Doch die Folgen der Golfkrise wirken sich nicht ausschließlich negativ auf die ägyptische Ökonomie aus. Nicht nur, daß die Erhöhung des Ölpreises für 1990/91 zusätzliche Gewinne von 200 Millionen Dollar für den ägyptischen Ölexport erwarten läßt. Wichtiger ist vielmehr, daß den USA und Westeuropa erneut die enorme Bedeutung Ägyptens vor Augen geführt wurde. Nachdem sich Ägypten so schnell und eindeutig in die Anti-Irak-Front einreihte, ließ sich der Westen diesen Schritt auch einiges kosten. Denn nichts wäre für ihn schlimmer als ein instabiles Ägypten, das sich womöglich mit Saddam Hussein solidarisieren könnte.

Die wirtschaftliche Stabilität Ägyptens steht plötzlich wieder ganz oben im westlichen Interesse. So entschloß sich der amerikanische Kongreß auf Vorschlag Bushs zur Streichung der ägyptischen Militärschulden. Auch Saudi-Arabien und die anderen Golfstaaten erließen Ägypten die Rückzahlungen. Sie befürchten, daß die ägyptische Bevölkerung mit Saddam Hussein womöglich sympathisieren könnte. Dieser plädiert für eine Abschaffung der überkommenen Golfmonarchien und eine Umverteilung der Petrodollars in der arabischen Welt — sicherlich keine unpopuläre Forderung bei den verarmten Menschen in den bevölkerungsreichen arabischen Ländern.

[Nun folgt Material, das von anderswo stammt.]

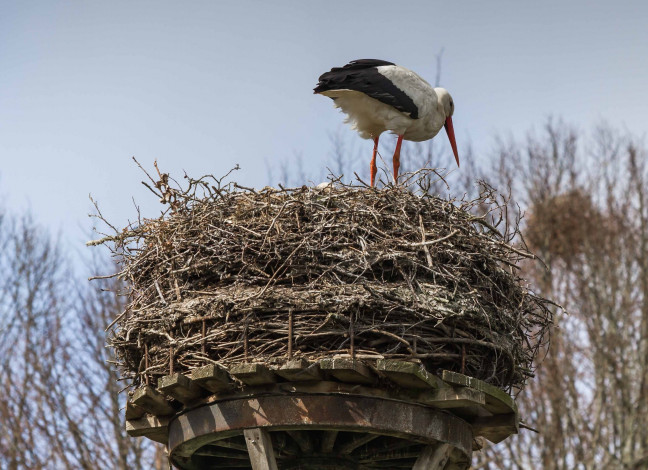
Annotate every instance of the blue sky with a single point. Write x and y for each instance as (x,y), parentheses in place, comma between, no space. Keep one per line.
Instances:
(203,85)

Saudi-Arabien versprach gar zusätzliche 500 Millionen Dollar zur Entwicklung von Industrieprojekten. Auch die EG läßt sich nicht lumpen und kündete ein Soforthilfeprogramm zwischen 500 Millionen und einer Milliarde Dollar an. Die ägyptische Auslandsverschuldung reduzierte sich innerhalb weniger Wochen um ein Drittel. So einfach kann es gehen.

Ob sich der eindeutige ägyptische Standpunkt in der Golfkrise allerdings letztendlich auszahlt, ist noch unklar. Offen bleibt, ob die Verluste tatsächlich ausgeglichen werden können. Doch neben der Frage von Handelsbilanzen und Schuldenrechnungen ist auch noch ein anderes Problem mit dem eindeutigen Standpunkt verbunden. Immerhin ist Ägypten auch eines von drei arabischen Ländern, die ihre Soldaten am Golf stationiert haben — in einer Pufferzone zwischen den irakischen und den amerikanischen Truppen. Wird die Krise zum Krieg, dann wären die ägyptischen Soldaten die ersten Opfer dieses Krieges. Und nicht nur die amerikanische Bevölkerung reagiert sensibel, wenn ihre Landsleute am Golf sterben. Die ägyptische Stabilität ist relativ, und Schuldenerlasse können nicht alles kaufen.